New direction: Staying the course

In the wake of meeting with my editor and receiving my manuscript back after nearly six months, it occurs to me that Truth Front may once again need a bit of a change.

My editor, in short, told me her edits are minimal. She heaps praise upon the manuscript, but tells me that, if I want to seek a wide readership, I need to make The Novel Paradox more accessible. In her words, I need to dumb it down.

Of course I respect and appreciate my editor and am very grateful to her for working on this as a freelance project, unpaid, out of friendship and sheer goodness of spirit and belief in literature. I wouldn’t have chosen anyone else to help guide me into the shark infested waters of the publishing world. We both believe in literature and will protect its sanctity with our lives and this is why I agree with her, I believe there are many parts of the novel that, to use my term, don’t need to be left to such deep interpretation.
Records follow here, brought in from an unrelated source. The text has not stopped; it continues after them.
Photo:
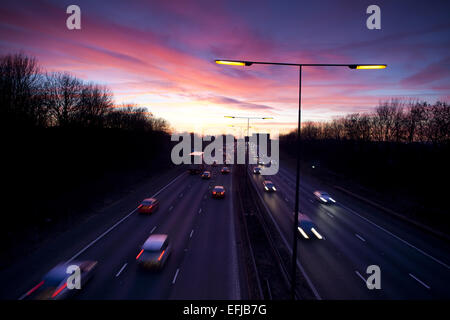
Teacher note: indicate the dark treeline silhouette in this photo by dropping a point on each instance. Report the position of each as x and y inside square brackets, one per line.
[401, 151]
[65, 144]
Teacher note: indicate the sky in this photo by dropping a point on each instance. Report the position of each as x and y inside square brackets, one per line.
[160, 55]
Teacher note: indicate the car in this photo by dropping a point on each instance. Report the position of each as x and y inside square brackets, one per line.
[53, 285]
[149, 205]
[324, 197]
[269, 186]
[307, 228]
[154, 252]
[225, 170]
[218, 192]
[206, 175]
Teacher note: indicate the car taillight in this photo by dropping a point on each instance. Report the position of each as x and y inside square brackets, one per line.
[59, 290]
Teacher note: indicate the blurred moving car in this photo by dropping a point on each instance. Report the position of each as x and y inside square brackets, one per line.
[225, 170]
[307, 228]
[154, 252]
[206, 175]
[269, 186]
[54, 284]
[149, 205]
[324, 197]
[218, 192]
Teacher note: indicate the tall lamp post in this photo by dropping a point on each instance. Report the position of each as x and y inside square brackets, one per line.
[297, 178]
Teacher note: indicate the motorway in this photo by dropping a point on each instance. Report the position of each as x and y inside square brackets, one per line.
[413, 264]
[203, 262]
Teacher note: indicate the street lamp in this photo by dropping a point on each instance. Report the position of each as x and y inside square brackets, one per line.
[297, 180]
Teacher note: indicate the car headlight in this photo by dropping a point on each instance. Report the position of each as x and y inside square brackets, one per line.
[316, 233]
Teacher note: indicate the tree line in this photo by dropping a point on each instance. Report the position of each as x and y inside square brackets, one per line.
[400, 152]
[66, 148]
[397, 121]
[33, 98]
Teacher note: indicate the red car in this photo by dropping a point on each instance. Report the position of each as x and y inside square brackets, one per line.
[218, 192]
[149, 205]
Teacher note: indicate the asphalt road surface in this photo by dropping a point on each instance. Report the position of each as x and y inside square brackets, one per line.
[413, 263]
[202, 265]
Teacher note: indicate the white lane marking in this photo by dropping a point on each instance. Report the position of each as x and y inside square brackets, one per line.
[175, 277]
[398, 238]
[120, 221]
[419, 281]
[121, 269]
[359, 275]
[311, 285]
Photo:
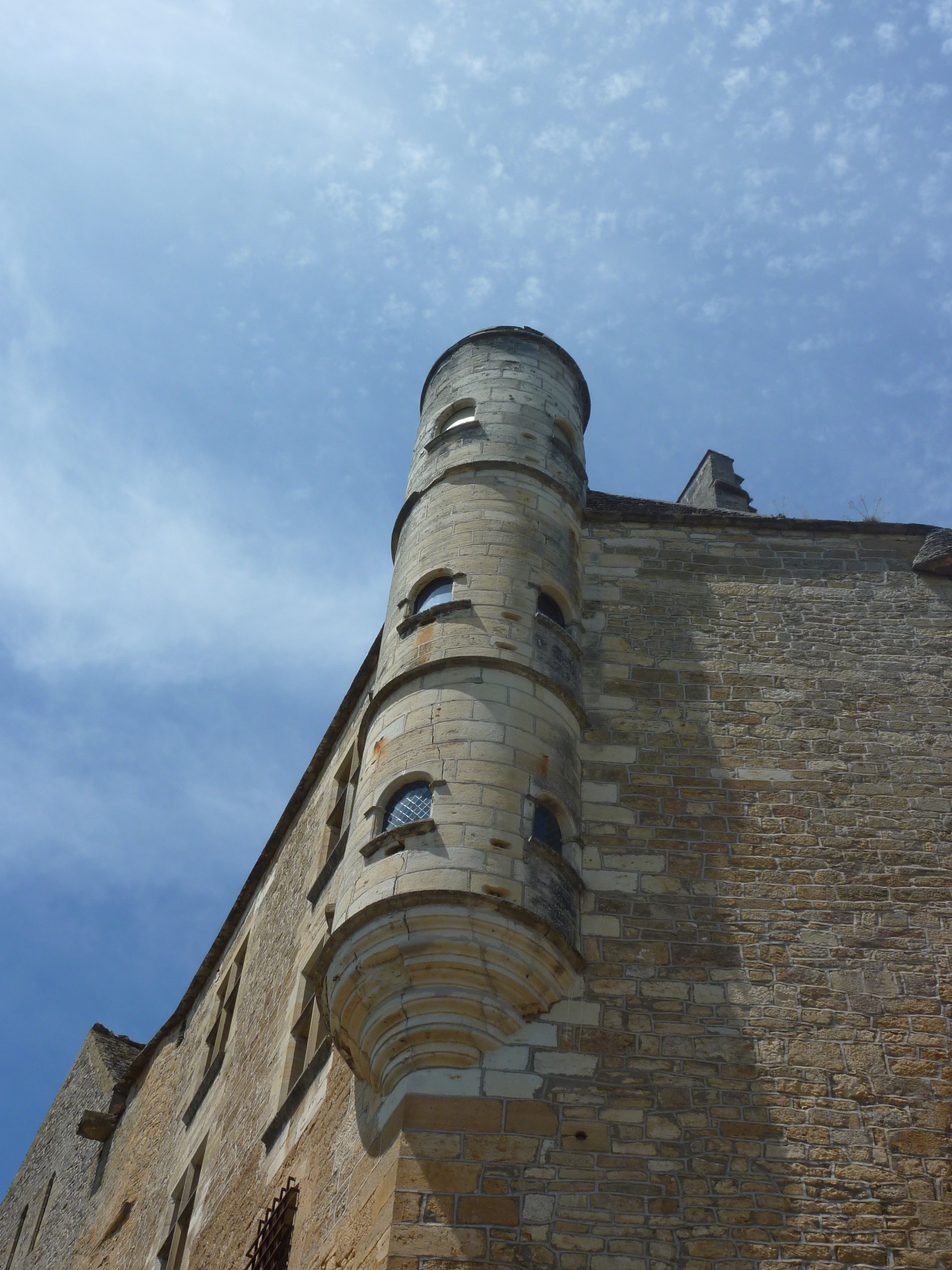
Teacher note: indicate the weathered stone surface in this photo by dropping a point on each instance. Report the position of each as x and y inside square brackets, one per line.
[936, 554]
[753, 1070]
Though I am not necessarily a Realist writer (what exactly is a Realist writer, anyway, and aren’t we all Realist writers, in a way?), I am more or less tethered as a man to the realization that my work is not tailored to a wide audience. I am not writing for the masses (nor anyone, for that matter). The text is deeply interactive with the reader; the reader has to roll up his or her sleeves a bit to fully enjoy the novel.

I write based upon four principles: 1. Sate the creative energy compelling me to write. 2. Write always, and when unable to write, sneak it, like a fox. 3. Write novels (or essays or whatever I’m writing) that I would enjoy reading, and thus, would exhort my own efforts for. 4. Pay homage to the masters that have laid the foundation beneath this crooked, awkward and beautiful structure that literature has become.

Therefore, I believe there is a middle ground I can reach with this thing. I can fill in some gaps, I can utilize the tools of subtlety to perhaps make the text more accessible. But the reader needs to work. That is the beauty of literature, more than any other form of art. I’m not talking about the extreme avant-garde or even highly experimental work. The reader’s interaction with the text is paramount, in my opinion, to realize full enjoyment of the work. The Novel Paradox is a novel about art, about time and madness, but is in many ways just a good-old mystery, and the reader is the investigative apparatus thrust into the middle of it.

I will not dumb the novel down to gain the widest readership possible. It’s not meant for that. The widest readership possible wouldn’t even finish the synopsis on the back cover before setting the novel back on the shelf. But I can make adjustments so that perhaps more people will read and enjoy the novel, and just maybe, more people will read in general.

Now I’m not the champion for literature, or reading in general. As a matter of fact, I’ve been working on a new project, which, auspiciously, appears to be another novel-in-the-making, albeit larger (and more accessible) than The Novel Paradox, a new project which tackles the very issue of reading and its importance. But this is another matter for another entry. Because there will be other entries.

What I’m trying to get at is—with the advent of this new project and with the maintenance and reconfiguration of the former (also current?) project, I’m going to devote less time to the entries of fiction on this page, and more upon the creative process itself, the random musings of an insufferably dedicated writer and reader. A couple of years previous I consciously directed Truth Front toward a fiction-only enterprise, needing that redirection to retain focus on my obsessions, which are writing literature, and the pursuit of knowledge.

But now I think it’s time to redirect the path again, to deepen the labyrinth, so to speak.

So for all the loyal readers of Truth Front (I love you, mom!), go ahead and read the recent pieces of short fiction, if you haven’t already (Kansas City, House of Mirrors, et al.), for soon I will abbreviate them from their entirety. And this is a good thing, because it signals that, indeed, a new project is underway.